WE FOUR: School students filled Rogers Arena recently for Craig and Marc Kielburger’s annual WE Day rally. The brothers also attended a 10th annual pre-event dinner in Lorne and Melita Segal’s home. Craig was 13 in 1995 when he founded the Free The Children campaign that became WE Day 12 years later. He is 37 now. Marc is 42. Many youngsters today have the Extinction Rebellion movement and fellow teen Greta Thunberg literally sailing the Atlantic to inspire them. The two-decade Kielburgers-Segal relationship include working on projects in Kenya.
Guests at the recent Segal dinner included pro basketball’s famed “sky hook” practitioner Kareem Abdul-Jabbar who retired in 1989 — before current WE Day celebrants were born. NBA stars Magic Johnson and Shaquille O’Neal attended earlier dinners, along with UN Secretary General Kofi Annan, Archbishop Desmond Tutu, Virgin maestro Sir Richard Branson and assorted senior politicians. This year’s sole example, Kim Campbell, was Canada’s 133-day prime minister in 1993, two years before Craig Kielburger got the WE Day ball rolling.
DRESSING UPWARD: Some fashion designers and manufacturers have successfully tapped the mainstream market with garments featuring coastal First Nations motifs. Former international model Joleen Mitton took a broader and more politicized view when she founded Vancouver Indigenous Fashion Week in 2017. Running again recently, it featured some 20 Indigenous designers in three differently themed events that featured glamorous garments, future streetwear, leather, etc. East Vancouver-raised Mitton, who is part Plains Cree, said that runway models and production crew were trained by the Pacific Association of First Nations Women’s Mentor Me program “that empowers Indigenous youth to see themselves represented in a truly beautiful and vibrant way.”
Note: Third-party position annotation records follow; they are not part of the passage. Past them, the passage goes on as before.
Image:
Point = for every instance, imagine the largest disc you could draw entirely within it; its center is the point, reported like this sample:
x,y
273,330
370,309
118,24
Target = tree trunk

WHAT A HOOT: Vancouver’s hospitality industry rated its own recently when the 15th annual Golden Owl awards event (goldenowlawards.com) filled the Rocky Mountaineer station. Twenty-two category winners included The Parlour for atmosphere and Chambar for service. The Alibi Room was best pub, the Keefer best late-night lounge, and the Fairmont Pacific Rim’s Lobby best hotel lounge. Fortune Sound Club won for nightclub, Downlow Chicken Shack for food, and the Shameful Tiki Room for cocktails. Top Table was named restaurant group of the year, and Yuk Yuks won for comedy experience. Standup comedian Jon Gagnon deserved a trophy himself for handling MC chores with the precision and grace of girlfriend and Ballet B.C. dancer Emily Chessa.
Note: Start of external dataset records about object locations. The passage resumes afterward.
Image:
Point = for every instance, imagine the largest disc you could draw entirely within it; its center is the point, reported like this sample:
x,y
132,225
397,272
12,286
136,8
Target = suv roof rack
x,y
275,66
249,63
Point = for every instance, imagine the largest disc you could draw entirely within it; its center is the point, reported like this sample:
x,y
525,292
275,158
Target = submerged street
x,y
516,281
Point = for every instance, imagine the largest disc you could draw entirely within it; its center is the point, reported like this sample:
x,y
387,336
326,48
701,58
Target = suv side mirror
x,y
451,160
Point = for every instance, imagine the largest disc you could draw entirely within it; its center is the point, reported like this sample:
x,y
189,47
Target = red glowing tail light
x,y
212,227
HELLO SAILOR: He’s in hot water today, but Prince Andrew’s 2003 Vancouver visit was purely the blue-and-salty kind. And, like Yaletown’s Blue Water restaurant, dining was involved. As commodore of the 1775-founded Royal Thames Yacht Club (brother Charles is a patron), the sailor prince presented its burgee — royal crown on a white-on-blue Cumberland cross — to Royal Vancouver Yacht Club’s then commodore, John Dew. That done, he cut a blue ribbon to launch the Point Grey club’s Star & Dragon family dining room, then vamoosed without tucking into fish and chips, still a relative bargain at $14.
KITCHEN HELP: Restaurant kitchen workers know that heat, pressure, hours and even remuneration can challenge their mental health. In response, 15 city chefs and four bartenders contributed to an inaugural fundraiser titled Kitchen Aide. Held in Richards Street’s Café Medina, it reportedly raised $15,000 for the Mind The Bar Foundation that serves those “dealing with thoughts of suicide, depression, anxiety, and workplace harassment.” Admitting to being helped “when I was in a dark place,” Published restaurant’s Gus Stieffenhofer-Brandson hoped Kitchen Aide will “support cooks who wouldn’t otherwise have the means.” Meanwhile, his cured scallop, kohlrabi kraut and XO sauce should comfort anybody.
DOWN PARRYSCOPE: Remember Pearl Harbor Dec. 7, also Ancient Greek historian-warrior Thucydides’ warning that humankind’s gravest failings include “want of sense, of courage, or of vigilance.”